We’ve all heard that ubiquitous warning: “Past performance does not guarantee future results.” Yet looking at a menu of mutual funds in, say, your 401(k) plan, it’s hard to ignore the ones that have crushed the competition in recent years.

On one level, it makes sense that the one-year or five-year returns of a fund tend to carry a lot of weight. Unless investors have the time and wherewithal to investigate each basket of securities on their own, they’re likely to rely on the information that’s right at their fingertips.

But are historical outcomes a good indicator of results down the road? The data would seem to indicate otherwise. One study looked at mutual-fund data over a 16-year period and found that just 7.8% of the top 100 fund managers in any given year retained that distinction the following year.

A separate report by Standard & Poor’s showed that only 21.2% of domestic stocks in the top quartile of performers in 2011 stayed there in 2012. And slightly more than 7% remained in the top quartile two years later.

Subsequent Performance of Mutual Funds in the Top Quartile in 2011



Source: Standard & Poor’s

History Often Doesn’t Repeat

Why are past results so unreliable? Shouldn’t star fund managers be able to replicate their performance year after year?

Certainly, some actively traded funds beat the competition fairly regularly over a long time period. But the inherent unpredictability of the market means that even the best minds in the business will have off years.

A study by investment firm Robert W. Baird & Co. looked into this phenomenon. What the company found was that, even among fund managers who outpaced the market over a 10-year span, many experienced two- or three-year stretches where they trailed the pack.

Translation: If you’re looking at a fund's recent outcomes and the numbers look unimpressive, it’s hard to tell if it’s a bad manager having a bad year or a good manager having a bad year.

There’s an even more fundamental reason not to chase high returns.

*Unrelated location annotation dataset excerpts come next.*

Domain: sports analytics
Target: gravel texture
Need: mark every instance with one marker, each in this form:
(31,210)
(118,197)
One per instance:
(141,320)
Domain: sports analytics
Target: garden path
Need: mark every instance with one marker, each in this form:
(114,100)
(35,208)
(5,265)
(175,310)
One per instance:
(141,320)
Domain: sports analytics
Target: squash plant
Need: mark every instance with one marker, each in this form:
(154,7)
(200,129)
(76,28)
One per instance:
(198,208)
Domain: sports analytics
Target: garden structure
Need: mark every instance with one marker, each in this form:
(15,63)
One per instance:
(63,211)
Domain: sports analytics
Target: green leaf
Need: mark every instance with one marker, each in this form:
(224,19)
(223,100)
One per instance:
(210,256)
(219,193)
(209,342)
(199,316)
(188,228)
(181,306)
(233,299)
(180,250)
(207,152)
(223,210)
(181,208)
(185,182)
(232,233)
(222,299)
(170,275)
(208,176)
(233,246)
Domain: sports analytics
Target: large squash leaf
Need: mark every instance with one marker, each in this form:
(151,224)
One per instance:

If you buy a stock that’s outpacing the market – say, one that rose from $20 to $24 a share in the course of a year – it could be that it’s only worth $21. And once the market realizes the security is overbought, a correction is bound to take the price down again.

The same is true for a fund, which is simply a basket of stocks or bonds. If you buy right after an upswing, it’s very often the case that equilibrium is about to bring it back down.

What Really Matters

Rather than looking at what happened in the past, investors are better off taking into account the various factors that do influence future results. In this respect, it might help to learn a lesson from Morningstar, one of the country’s leading investment research firms.

Dating back to the 1980s, the company assigned a star rating to each fund based on risk-adjusted returns. However, research showed that these scores demonstrated little correlation with future success.

Morningstar has since introduced a new grading system based on five P’s: Process, Performance, People, Parent and Price. With the new rating system, it’s looking at the fund’s investment strategy, the longevity of its managers, its expense ratios and other relevant factors. The funds in each category earn a Gold, Silver, Bronze or Neutral rating.

The jury’s still out on whether this new method will fare any better than the original one. Regardless, it’s an acknowledgment that historical results, by themselves, tell only a small part of the story.

If there’s one factor that does consistently correlate with strong performance, it’s fees. This explains the popularity of index funds and ETFs, which, at a much lower cost than actively traded funds, mirror a market index.

According to Vanguard, a whopping 68% of large-cap value funds trailed their benchmark over the past 10 years. What this shows is that, given the complexity of stock movements, it’s hard even for skilled managers to pick enough winners to make up for the higher price tag of their funds.

The Bottom Line

It’s tempting to judge a mutual fund based on its recent returns. But if you really want to pick a winner, look at how well it’s poised for future success, not how it did in the past.